For purposes of counting against the uranium delivery quota
limitations, the date of delivery shall determine when the Uzbek
uranium shall come within the annual limit.
Deliveries pursuant to multiyear contracts shall be strictly
subject to the quota available at the time of delivery, with the
following two exceptions:
(1) For multiyear contracts entered into during the first two
Relevant Periods which do not specify a price per pound U308 equal
to or greater than $12.00, deliveries shall be strictly subject to the
annual quotas in effect at the time of delivery; however, if the annual
quota in effect at the time of such delivery is less than 750,000 lbs.,
up to 750,000 lbs. may be delivered.
(2) Deliveries pursuant to multiyear contracts which provide for
annual deliveries no greater than the quota in effect at the time the
contract is entered into, and which specify a price per pound U308
at or above $12.00 during the first two Relevant Periods, or at or
above the latest DOC price calculation in subsequent Relevant Periods,
may be made in the full amount for the full term of the contract, even
if they exceed the annual quotas in effect at the time of delivery.

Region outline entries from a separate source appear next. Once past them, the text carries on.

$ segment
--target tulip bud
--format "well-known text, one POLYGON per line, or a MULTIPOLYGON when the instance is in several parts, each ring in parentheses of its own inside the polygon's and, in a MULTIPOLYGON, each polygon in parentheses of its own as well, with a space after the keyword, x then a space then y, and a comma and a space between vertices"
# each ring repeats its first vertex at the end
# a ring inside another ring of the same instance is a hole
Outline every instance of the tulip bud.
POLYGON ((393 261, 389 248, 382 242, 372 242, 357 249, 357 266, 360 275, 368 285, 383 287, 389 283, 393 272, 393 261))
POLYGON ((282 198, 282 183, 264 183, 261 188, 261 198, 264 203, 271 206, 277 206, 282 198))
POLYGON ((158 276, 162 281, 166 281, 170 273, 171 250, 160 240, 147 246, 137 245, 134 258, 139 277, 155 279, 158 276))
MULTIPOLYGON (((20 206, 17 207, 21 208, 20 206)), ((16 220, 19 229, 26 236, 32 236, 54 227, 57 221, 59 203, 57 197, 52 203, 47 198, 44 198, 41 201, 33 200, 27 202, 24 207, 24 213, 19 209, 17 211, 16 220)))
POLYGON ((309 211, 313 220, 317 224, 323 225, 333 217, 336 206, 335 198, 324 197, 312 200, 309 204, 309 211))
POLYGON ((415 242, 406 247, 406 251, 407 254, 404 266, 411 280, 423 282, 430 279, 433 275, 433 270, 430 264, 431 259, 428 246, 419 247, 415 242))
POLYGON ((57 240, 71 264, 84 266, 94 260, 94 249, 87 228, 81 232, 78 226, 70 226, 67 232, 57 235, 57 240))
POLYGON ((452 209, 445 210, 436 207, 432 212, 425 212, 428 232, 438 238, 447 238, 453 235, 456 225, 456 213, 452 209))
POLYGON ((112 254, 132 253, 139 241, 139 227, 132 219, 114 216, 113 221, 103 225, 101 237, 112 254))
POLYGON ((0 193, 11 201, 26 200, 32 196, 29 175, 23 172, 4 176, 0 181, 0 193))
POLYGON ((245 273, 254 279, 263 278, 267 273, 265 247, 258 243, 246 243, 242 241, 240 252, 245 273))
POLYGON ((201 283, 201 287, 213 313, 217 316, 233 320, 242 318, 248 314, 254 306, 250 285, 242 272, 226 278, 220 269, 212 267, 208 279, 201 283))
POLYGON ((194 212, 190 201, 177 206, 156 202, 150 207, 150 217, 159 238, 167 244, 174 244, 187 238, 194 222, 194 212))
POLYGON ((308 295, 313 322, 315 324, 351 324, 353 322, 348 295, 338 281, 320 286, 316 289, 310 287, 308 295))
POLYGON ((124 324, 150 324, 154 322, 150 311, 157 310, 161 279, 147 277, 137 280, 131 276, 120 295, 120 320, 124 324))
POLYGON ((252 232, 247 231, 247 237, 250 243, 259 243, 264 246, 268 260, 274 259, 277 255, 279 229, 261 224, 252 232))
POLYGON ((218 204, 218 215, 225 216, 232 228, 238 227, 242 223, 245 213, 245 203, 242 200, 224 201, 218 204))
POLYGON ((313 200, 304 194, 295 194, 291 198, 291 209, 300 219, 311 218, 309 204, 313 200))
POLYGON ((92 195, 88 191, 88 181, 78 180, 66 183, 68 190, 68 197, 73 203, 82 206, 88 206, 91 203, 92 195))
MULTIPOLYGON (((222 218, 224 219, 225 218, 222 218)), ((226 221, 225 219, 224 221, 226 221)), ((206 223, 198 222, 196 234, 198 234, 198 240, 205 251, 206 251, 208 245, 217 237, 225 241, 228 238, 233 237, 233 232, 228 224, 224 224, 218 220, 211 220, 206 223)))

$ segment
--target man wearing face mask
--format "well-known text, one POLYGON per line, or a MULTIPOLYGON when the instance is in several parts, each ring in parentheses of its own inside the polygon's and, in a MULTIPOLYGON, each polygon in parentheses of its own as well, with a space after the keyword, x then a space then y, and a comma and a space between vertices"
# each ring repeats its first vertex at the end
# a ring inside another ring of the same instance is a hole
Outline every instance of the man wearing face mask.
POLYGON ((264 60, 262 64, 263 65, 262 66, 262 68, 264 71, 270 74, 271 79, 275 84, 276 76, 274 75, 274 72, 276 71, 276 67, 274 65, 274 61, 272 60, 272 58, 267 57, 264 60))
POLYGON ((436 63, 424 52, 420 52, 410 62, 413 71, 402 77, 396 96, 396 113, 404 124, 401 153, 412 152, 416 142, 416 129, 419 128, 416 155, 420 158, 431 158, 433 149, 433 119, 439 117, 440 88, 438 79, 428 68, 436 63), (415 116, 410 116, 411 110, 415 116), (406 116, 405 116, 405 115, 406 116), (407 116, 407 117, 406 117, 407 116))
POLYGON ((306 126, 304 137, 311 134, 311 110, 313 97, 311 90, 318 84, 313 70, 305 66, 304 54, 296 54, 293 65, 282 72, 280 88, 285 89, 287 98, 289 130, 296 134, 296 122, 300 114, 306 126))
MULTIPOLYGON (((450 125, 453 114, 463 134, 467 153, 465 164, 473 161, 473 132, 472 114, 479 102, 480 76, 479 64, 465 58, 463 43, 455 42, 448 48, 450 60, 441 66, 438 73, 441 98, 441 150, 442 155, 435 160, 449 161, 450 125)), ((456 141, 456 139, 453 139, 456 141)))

Such deliveries will be applied against the annual quotas in effect at
the time of delivery. Where the amount of such deliveries exceeds the
annual quota in effect at the time of delivery, such quota overage will
be deducted from the annual quota available in the subsequent relevant
period(s). No additional quota will become available unless and until
any quota deficit created by such delivery overage(s) is eliminated.
The total annual delivery volume specified in multiyear contracts
entered into under paragraphs 1 and 2 of this subsection may not exceed
940,000 lbs. per year for each of the first two Relevant Periods.
For purposes of determining the applicable quota level under
Appendix A, the Department will supply the U.S. production level, as
defined in Section II(j), to the parties to the proceeding thirty days
before the beginning of every Relevant Period.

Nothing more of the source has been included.